A friend of mine just brought it to my attention that I more often than not call my sister “Sister” rather than using her name. Perhaps it is because I cherish our sisterhood and the return to being close again. My mother was not a mother; nor my father a father. But my sister was very much a sister — a confidant, a companion, a friend. We were estranged for a number of years. We were mad at each other for good reasons. But the anger finally dissipated, leaving in it’s wake only the feelings of loss. We were ready to reconcile. Love won out. How often does that happen? Not often enough. Now, I can have all the memories of she and I together without the sadness. Oh, things aren’t perfect. She rarely lets me get a word in edgewise during our phone conversations. But, now I am just glad to hear her voice after missing it during our years of estrangement. And so, I write her letters about me and my life so I can feel heard and known. I am sure she is accepting some foible of mine too. There has been much loss in my life in recent years: my husband’s passing , the loss of our home and some of my sanity. But, this Christmas, I can celebrate getting back something that was lost to me — my sister. Maybe, there is a god, and maybe this was a miracle. I don’t know. But it is definitely a blessing. And I am grateful.
A Perfect Afternoon
In response to The Daily Post’s writing prompt: “Singin’ in the Rain.”
The rain has been persistent all day. It’s been dreary inside and out this morning, but I have finished all the chores and it is only one o’ clock. I turn on the lamp by my overstuffed reading chair now. It casts light on the window panes behind it. The rain is trickling down them. A whole afternoon to myself. Free to do anything I want. I start by putting a record of Debussy’s music on the stereo. The Prelude to the Afternoon of a Faun fills the room that is lined with books. Then, to the fireplace. Kneeling down on the hearth, I place a log and some kindling inside. After opening the damper, I light the kindling and watch the bright flames flicker. My cheeks redden and warm from the heat. The room has transformed from dreary to cozy. The light from the fire glows in the cut glass of the decanters on an old table. “What a good idea.” I think and pour myself a sherry.
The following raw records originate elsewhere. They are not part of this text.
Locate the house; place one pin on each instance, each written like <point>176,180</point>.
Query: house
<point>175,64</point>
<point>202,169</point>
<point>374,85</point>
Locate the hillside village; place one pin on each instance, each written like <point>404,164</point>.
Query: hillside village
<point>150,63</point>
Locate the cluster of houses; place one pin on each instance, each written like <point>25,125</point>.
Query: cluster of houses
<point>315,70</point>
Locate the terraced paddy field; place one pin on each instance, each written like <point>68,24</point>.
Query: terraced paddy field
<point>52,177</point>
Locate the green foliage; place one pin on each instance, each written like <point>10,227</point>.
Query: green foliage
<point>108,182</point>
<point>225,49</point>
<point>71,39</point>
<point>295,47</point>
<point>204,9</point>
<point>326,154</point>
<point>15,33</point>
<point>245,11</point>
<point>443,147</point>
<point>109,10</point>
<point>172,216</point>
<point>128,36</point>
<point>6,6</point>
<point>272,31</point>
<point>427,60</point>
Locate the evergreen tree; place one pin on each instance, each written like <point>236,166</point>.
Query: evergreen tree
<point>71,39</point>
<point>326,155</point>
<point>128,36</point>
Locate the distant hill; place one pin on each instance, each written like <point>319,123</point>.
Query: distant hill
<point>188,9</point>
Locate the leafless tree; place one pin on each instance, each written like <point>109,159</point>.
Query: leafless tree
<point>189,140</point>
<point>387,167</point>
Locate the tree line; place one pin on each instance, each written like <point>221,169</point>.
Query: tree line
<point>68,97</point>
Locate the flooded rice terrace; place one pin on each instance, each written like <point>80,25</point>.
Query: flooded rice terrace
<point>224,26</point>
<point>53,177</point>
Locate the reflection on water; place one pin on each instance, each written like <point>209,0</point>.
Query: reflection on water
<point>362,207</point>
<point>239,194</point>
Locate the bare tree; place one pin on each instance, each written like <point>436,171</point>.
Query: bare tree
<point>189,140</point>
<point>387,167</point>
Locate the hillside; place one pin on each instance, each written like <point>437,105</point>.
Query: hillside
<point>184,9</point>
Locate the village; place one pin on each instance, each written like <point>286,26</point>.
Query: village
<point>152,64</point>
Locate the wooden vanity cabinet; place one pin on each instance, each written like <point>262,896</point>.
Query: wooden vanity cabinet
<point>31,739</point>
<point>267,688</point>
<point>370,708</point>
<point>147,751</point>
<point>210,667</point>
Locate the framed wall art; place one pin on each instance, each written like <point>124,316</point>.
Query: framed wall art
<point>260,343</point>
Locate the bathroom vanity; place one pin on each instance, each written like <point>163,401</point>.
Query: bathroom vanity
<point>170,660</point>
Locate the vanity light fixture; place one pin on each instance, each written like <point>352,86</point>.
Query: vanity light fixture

Grabbing my latest mystery novel, I sink into the chair and sip the sweet wine. Dinah, my tortoise shell cat, pads into the room and throws herself down on the braided rug in front of the fireplace. I sit, well content, and listen to the music. After the last piece on the album has played, the silence and the sounds of the rain are all I want. And, I have taken the precaution of taking the phone off the hook. Neither the cat, nor I, will be disturbed on this fine, rainy afternoon.
Source: Changing the World Through Kindness
Oh, how I loved Mr. Rogers. He was trustworthy, kind and gentle. What a lovely man. Watch a video from the tag above and see if you can keep from crying.
Okay, so I am not yet the poster child for mental health. But I and my therapist have slayed a few of my inner dragons during my oh-so-many years of therapy. I used to feel dirty to put it mildly. Being around my therapist made me feel ashamed because I felt so disgusting. I didn’t understand how he could be in the same room as me. He seemed so clean and lovely while I was something hideous. I would cringe from my shame. But now, I feel clean too. That was a huge dragon.
I used to feel that the abuse was somehow my fault. The guilt was toxic. Now that’s no longer an issue. They did wrong, I was just a child. And not just a child — but a lovely, beautiful good child. Another dragon slain.
I need to remember these battles fought and won as I grow weary from my latest battles. I am in a difficult place right now. I am surrounded by fears. Fears of leaving the house, fears of the future, and fear that I will get no better and never be released from depression and anxiety. But these are just new dragons. Dragons do not go down in battle easily or even in one battle.
And so, I will take up the sword of hope. I will remember won battles. And dragons lying in smoldering heaps.
Source: Things that make us happy…
I thought this an important post for sufferers of PTSD since bad memories often plague us. To challenge ourselves to have a cache of good memories and sweet moments too would be healing and helpful. One memory that comes to my mind is a few hours spent at a quiet beach with my adult son sitting on the warm sand just soaking up the bright sun, listening to the waves pulsing, and collecting small shells. I am going through tough times right now and feel that my life is just awful. But my life is not just about now, or the parts of the past that were terrible. It has included good times too. Even great times. That time at the beach was less than a year ago. I am going to find a pretty tin or handsome box and then write about wonderful times on slips of paper and put them inside. My story is about more than abuse, more than trauma. I just need some help remembering that. I hope you have many sweet times to put in your memory box should you decide to keep one too.